Another miserable year

COMMENT: The port and shipping industry really do not have much to look forward to these days. Despite all the recent scrapping of ships of all types, there is still a surplus of tonnage that slack demand cannot fill, writes Ben Hackett.

Demand remains at very low levels in North America, weak in Europe and downright negative in other areas bar Australia. There are few signs that economies will pick up in the coming year suggesting that demand will remain weak for the next 12 months. This is not good news for ports, terminals and shipping lines.

Conflicts in the Middle East, Eastern Africa and political uncertainty in Europe and the US are not helpful. If things were not bad enough, the success of Donald Trump in reaching the White House raises huge question marks about global trade if he proceeds to dismantle or re-negotiate trade agreements. There is no reason to believe that he will not do so. That puts further downward pressure on global trade, particularly if tariffs are brought into play. 

History tells us that if one nation applies tariffs, then others will respond accordingly. Unless there is a sense of reality we may well see the beginning of a recession in response to retaliatory trade measures.

Who gets hurt? The providers of transportation and the service industries that support international trade. But let us not forget that many US and European companies are heavily invested in places like Mexico, Vietnam, and China.
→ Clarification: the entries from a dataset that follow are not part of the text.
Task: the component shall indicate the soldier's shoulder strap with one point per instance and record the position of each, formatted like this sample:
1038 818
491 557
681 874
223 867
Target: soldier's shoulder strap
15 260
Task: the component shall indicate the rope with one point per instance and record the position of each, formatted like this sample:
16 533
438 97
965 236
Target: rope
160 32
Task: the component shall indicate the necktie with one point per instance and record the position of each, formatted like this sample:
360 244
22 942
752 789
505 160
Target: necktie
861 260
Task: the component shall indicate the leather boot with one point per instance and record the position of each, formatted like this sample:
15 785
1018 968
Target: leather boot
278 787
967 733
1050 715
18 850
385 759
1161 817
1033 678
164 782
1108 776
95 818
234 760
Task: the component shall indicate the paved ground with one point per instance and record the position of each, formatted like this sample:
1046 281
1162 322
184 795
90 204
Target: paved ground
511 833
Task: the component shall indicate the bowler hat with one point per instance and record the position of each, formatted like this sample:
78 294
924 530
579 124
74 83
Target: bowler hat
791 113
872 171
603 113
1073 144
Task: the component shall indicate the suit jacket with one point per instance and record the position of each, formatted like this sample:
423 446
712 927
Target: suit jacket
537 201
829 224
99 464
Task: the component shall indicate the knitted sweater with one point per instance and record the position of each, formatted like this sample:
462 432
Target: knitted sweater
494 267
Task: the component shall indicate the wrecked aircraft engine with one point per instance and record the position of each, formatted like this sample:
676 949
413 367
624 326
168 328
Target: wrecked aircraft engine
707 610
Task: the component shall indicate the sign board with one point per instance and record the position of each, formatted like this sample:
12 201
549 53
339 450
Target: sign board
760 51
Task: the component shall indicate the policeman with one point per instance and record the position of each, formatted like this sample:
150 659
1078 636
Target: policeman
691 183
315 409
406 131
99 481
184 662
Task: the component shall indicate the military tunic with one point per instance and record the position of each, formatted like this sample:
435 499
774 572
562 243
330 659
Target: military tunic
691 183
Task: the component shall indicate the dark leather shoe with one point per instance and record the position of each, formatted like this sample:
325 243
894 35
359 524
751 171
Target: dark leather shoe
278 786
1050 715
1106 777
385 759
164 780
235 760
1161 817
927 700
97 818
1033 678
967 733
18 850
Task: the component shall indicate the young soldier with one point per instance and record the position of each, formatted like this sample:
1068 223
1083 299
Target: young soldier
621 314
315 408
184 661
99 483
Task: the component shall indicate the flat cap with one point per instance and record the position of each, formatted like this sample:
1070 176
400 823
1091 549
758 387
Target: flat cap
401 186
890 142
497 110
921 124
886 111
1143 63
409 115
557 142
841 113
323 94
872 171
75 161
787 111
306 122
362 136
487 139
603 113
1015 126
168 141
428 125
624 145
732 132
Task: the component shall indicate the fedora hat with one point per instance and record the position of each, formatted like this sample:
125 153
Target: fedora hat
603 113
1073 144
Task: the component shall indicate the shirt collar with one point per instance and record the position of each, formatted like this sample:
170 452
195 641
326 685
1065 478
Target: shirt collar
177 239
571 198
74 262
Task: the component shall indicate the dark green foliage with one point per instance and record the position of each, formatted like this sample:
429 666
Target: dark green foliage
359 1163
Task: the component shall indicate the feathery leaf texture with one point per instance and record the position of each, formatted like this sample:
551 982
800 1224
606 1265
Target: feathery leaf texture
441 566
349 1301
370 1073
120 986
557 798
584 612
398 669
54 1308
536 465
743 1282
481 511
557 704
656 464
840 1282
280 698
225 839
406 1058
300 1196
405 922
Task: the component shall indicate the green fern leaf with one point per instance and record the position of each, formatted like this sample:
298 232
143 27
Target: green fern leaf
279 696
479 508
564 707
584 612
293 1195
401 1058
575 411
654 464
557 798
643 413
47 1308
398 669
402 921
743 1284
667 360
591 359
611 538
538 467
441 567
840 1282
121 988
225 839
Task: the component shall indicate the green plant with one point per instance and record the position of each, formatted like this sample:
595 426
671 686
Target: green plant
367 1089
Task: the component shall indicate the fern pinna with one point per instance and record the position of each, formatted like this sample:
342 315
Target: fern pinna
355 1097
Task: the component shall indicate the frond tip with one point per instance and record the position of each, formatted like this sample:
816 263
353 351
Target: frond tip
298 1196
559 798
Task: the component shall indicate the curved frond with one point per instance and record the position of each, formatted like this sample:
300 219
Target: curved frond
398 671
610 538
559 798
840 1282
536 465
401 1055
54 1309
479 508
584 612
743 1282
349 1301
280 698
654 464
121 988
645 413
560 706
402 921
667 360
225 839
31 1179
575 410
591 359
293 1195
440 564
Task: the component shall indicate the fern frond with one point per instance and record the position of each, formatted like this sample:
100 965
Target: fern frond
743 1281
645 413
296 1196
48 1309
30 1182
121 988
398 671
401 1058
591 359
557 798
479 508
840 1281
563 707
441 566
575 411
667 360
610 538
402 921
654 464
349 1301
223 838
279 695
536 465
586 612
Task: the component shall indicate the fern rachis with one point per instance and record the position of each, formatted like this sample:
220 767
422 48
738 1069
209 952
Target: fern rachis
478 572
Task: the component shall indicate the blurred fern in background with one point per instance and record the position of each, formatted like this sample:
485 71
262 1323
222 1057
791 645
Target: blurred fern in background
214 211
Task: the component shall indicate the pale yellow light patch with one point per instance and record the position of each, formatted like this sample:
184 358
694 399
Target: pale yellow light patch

Their business is threatened and it is hard to see why US companies would bring back their huge monetary reserves in response to a tax cut. The two concepts do not add up.

Economic growth will splutter in response to this increased uncertainty and consumers may well decide that they do not need the latest gadgets and fashions. Industry may decide to delay investments which will hit the major commodities. Maybe the one bit of good news is that Trump is promising to spend a trillion dollars on infrastructure. You can bet your boots however that it will not be with Chinese steel or foreign cement.